After opening the day in green, share markets in India continued the momentum throughout the day and ended the day in green. Sectoral indices were mixed, with stocks in the IT sector and stocks in the banking sector leading the gains.
At the closing bell, the BSE Sensex stood higher by 293 points (up 0.8%) and the NSE Nifty closed up by 97 points (up 0.9%). The BSE Mid Cap index ended the day up 0.5%, while the BSE Small Cap index ended the day up by 0.6%.
Asian stock markets finished in green. As of the most recent closing prices, the Hang Seng was up by 0.2% and the Shanghai Composite was up by 1.4%. The Nikkei 225 was flat%. Meanwhile, European markets too were trading in green. The FTSE 100 was up by 0.5%, The DAX, was up by 0.1% while the CAC 40 was up by 0.2%.
The rupee was trading at Rs 67.15 against the US$ in the afternoon session. Oil prices were trading at US$ 70.44 at the time of writing.
In news from stocks in the banking sector. State Bank of India (SBI) has decided to take a tough stand against big loan defaulters.
Rajnish Kumar, the SBI chairman said that banks will force insolvent companies into liquidation if potential bidders try to suppress prices under the bankruptcy process.
The Reserve Bank of India (RBI) was empowered through an ordinance in May last year to direct banks to initiate insolvency proceedings against borrowers for resolution of stressed assets. The regulator shortlisted 12 companies with a total debt of over Rs 2 trillion in June for bankruptcy proceedings, about 25% of all non-performing bank loans. They included Essar Steel, Bhushan Steel, Lanco Infratech, ABG Shipyard, Bhushan Power and Alok Industries.
The RBI then issued another list of 28 defaulters for debt resolution.
The current law allows a maximum 270 days for resolution - an initial 180 days and 90 days of extra time on top of that. The resolution process for these debt-ridden companies are at various stages, with bids having been submitted for some of them.
Big Borrowers Turning into Big Offenders

Buffett's and Peter Lynch's principle of not watering weeds fits in perfectly well with the businesses of banking as well. Banks, in principle, must be careful about not extending loans to borrowers with poor creditworthiness or payment track record. That too, irrespective of the size of the borrower.

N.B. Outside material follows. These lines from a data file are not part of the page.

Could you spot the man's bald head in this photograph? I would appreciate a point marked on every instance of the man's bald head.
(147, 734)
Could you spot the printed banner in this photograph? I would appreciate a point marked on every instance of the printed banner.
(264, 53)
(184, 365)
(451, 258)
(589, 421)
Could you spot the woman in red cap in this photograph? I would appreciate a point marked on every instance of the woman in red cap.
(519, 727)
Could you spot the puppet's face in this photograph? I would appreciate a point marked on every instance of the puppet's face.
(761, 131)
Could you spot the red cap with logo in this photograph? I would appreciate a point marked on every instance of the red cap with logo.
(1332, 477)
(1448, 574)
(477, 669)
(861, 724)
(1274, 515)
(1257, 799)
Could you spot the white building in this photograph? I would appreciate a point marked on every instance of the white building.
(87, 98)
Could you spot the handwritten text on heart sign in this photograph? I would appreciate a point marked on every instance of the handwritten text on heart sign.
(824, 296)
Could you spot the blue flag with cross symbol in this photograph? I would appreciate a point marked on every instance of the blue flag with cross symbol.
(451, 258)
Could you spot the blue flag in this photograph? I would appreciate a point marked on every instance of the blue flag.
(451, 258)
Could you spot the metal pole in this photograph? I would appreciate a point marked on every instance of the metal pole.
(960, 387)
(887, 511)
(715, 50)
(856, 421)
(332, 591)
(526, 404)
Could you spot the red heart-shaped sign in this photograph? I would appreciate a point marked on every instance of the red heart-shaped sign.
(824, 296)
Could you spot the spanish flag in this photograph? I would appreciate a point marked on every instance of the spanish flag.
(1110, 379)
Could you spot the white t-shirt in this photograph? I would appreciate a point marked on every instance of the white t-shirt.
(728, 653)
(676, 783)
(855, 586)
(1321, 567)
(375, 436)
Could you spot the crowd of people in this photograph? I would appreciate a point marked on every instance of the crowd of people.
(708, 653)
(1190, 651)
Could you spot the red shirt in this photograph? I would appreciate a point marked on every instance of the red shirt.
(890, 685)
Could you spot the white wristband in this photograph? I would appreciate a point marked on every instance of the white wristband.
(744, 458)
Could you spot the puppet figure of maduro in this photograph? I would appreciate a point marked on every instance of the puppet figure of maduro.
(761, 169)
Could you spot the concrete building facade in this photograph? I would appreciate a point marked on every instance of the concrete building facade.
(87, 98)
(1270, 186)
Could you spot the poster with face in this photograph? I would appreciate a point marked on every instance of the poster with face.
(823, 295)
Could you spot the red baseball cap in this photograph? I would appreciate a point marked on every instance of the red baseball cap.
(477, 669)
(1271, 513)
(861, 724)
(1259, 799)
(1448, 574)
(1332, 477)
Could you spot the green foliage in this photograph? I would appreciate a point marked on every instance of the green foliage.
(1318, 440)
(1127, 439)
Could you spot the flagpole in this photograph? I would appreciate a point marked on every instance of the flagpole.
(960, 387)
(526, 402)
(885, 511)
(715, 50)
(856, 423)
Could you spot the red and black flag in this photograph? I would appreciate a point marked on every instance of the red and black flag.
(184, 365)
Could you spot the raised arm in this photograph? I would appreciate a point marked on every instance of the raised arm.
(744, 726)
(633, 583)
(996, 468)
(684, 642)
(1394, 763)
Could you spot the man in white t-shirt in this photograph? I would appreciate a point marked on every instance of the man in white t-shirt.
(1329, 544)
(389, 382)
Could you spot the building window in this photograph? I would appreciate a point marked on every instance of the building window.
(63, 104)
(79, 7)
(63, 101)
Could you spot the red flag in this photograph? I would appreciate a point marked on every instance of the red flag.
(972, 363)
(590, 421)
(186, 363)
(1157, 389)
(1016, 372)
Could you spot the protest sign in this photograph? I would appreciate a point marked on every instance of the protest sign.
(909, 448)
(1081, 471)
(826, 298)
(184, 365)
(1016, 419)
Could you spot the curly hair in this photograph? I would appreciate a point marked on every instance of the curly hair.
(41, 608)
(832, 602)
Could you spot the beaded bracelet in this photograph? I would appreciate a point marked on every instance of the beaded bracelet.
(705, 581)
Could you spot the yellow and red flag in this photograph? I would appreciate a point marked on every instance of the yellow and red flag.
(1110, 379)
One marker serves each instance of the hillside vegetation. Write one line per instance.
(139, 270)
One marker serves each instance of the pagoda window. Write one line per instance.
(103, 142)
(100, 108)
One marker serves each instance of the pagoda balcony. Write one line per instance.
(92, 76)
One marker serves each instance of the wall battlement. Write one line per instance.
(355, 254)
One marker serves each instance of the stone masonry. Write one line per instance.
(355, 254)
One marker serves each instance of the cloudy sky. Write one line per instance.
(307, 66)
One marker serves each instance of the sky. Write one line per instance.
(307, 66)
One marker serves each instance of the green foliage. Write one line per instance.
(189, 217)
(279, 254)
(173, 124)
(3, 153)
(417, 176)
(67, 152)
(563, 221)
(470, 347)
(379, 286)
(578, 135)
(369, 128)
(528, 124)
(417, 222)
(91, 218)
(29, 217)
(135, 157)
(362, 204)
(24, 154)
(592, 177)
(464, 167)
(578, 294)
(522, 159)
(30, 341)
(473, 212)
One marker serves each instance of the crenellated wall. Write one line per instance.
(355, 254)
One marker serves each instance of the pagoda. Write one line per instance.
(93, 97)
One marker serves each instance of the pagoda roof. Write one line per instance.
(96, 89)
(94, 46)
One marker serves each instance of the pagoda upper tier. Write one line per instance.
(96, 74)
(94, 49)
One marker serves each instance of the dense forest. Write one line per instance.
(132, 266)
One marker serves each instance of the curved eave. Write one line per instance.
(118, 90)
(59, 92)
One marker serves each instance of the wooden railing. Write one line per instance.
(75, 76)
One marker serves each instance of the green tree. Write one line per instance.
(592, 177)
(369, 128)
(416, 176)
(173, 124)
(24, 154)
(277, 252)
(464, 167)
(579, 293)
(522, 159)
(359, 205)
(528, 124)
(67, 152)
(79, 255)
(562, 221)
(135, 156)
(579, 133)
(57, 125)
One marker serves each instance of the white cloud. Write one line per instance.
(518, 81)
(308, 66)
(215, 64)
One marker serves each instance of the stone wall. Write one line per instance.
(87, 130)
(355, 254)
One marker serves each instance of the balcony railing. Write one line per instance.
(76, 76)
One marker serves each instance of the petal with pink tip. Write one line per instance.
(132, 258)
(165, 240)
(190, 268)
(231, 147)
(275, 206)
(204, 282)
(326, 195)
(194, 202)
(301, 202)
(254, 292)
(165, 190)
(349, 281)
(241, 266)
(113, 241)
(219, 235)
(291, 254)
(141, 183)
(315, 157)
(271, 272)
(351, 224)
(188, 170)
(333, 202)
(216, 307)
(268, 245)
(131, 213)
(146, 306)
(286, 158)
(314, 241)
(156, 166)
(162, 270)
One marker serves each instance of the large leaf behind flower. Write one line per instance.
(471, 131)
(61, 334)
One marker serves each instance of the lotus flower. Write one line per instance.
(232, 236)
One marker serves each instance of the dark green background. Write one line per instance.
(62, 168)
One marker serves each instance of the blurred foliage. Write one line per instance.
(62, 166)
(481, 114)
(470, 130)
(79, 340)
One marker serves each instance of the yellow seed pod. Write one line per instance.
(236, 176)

However, the data from State Bank of India shows that when it comes to big corporate borrowers, our banks literally look the other way. The share of large corporates, in total advances of the banking sector, has almost remained unchanged over past three years (at an average of 55%).
However, their contribution to incremental slippages has been huge. At one point, the big corporate borrowers accounted for nearly 90% of total NPAs of the sector.

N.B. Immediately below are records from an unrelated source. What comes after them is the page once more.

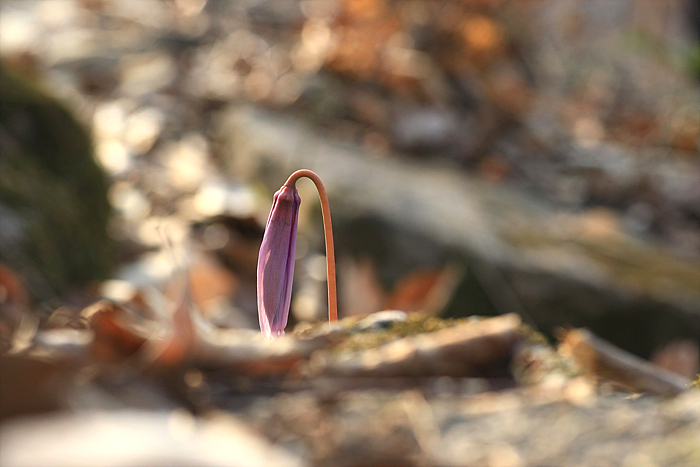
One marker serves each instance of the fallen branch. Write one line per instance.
(468, 349)
(598, 357)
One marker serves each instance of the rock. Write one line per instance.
(554, 268)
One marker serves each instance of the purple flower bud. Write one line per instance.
(276, 262)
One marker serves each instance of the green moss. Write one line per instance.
(52, 191)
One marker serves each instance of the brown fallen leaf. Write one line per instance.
(118, 335)
(14, 304)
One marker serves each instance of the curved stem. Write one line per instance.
(328, 232)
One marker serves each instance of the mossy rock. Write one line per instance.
(53, 195)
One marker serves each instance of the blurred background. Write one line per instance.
(482, 157)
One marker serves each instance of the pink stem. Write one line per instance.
(328, 232)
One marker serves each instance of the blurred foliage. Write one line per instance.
(53, 195)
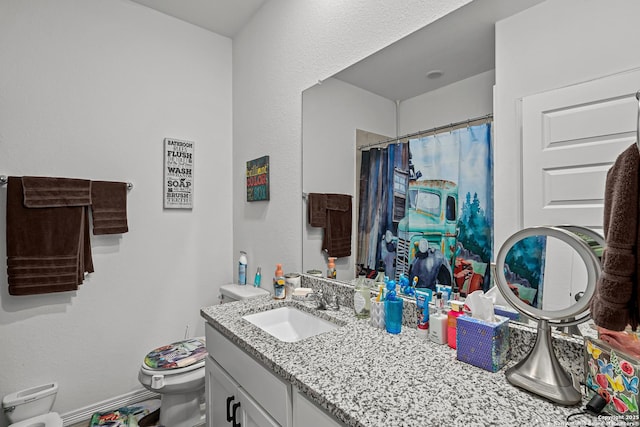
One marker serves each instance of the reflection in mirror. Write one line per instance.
(557, 257)
(388, 94)
(547, 273)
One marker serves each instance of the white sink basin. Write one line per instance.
(289, 324)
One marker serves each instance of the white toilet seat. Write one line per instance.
(173, 371)
(52, 419)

Therefore, according to us, banks with large corporate books (be it PSUs or private sector) deserve a lower valuation if they can't keep NPAs in check.
Moving on to news from stocks in the oil and gas sector. ONGC share price was among the top gainers today. The state-owned energy major was in focus today after it reported at 6.3% rise in natural gas production for the year.
ONGC produced 484 billion cubic meters (bcm) of gas in 2017-18 as against 22.088 bcm in 2016-17, he said. This is the highest gas output by Oil and Natural Gas Corp in five years and the growth rate is higher than the global average of 3-4% cent year-on-year. This puts ONGC on track to double its output by 2022.
ONGC has stepped up on bringing newer fields into production after Prime Minister Narendra Modi set a stiff target of reducing oil import dependence by 10% by 2022. India currently imports over 80% of its oil needs.
The overall gas production, which includes production from the joint ventures, registered a growth of 5.8% at 24.6 bcm, as against 23.2 bcm in the previous year. The growth in output was largely contributed by C-26 Cluster fields, Daman and Vasai East fields in the western offshore as well as sub-sea well S2AB in the eastern offshore, he said.
From the onshore fields, there has been an increase in production particularly from Ramnad area in Cauvery Asset. There has also been a considerable increase in associated gas production from Ankleshwar and Assam Assets.
The company is targeting gas production of 24.41 bcm during the current financial year and incur an investment of around Rs 70 billion.
ONGC share price ended the day up by 3.3%.
And here's a note from Profit Hunter
GAIL is the top gainer in the Nifty 50 Index - up 4%. Let's have a look at its chart.
The stock bottomed out at 146 in August 2015 and traded in a strong uptrend tracking the rising trendline (blue line). At a high of 300 in March 2017, it found a strong resistance there. Historically, the January 2011 and November 2014 peaks acted as a resistance at the 300 level.
The bulls struggled a bit at the 300 level, but they finally managed to break the level and the stock made a new life-time high of 390 in December 2017. The stock has been correcting since then.
In March 2018, the stock bounced up from the 300 support level (previous resistance now support). The uptrend line (blue line) also acted as a support for the stock. Today, it rallied up 4% with healthy volumes and broke above the falling trendline (red line).
So does this indicate that the stock will soon achieve its new life-time high? Let's keep a close watch on it.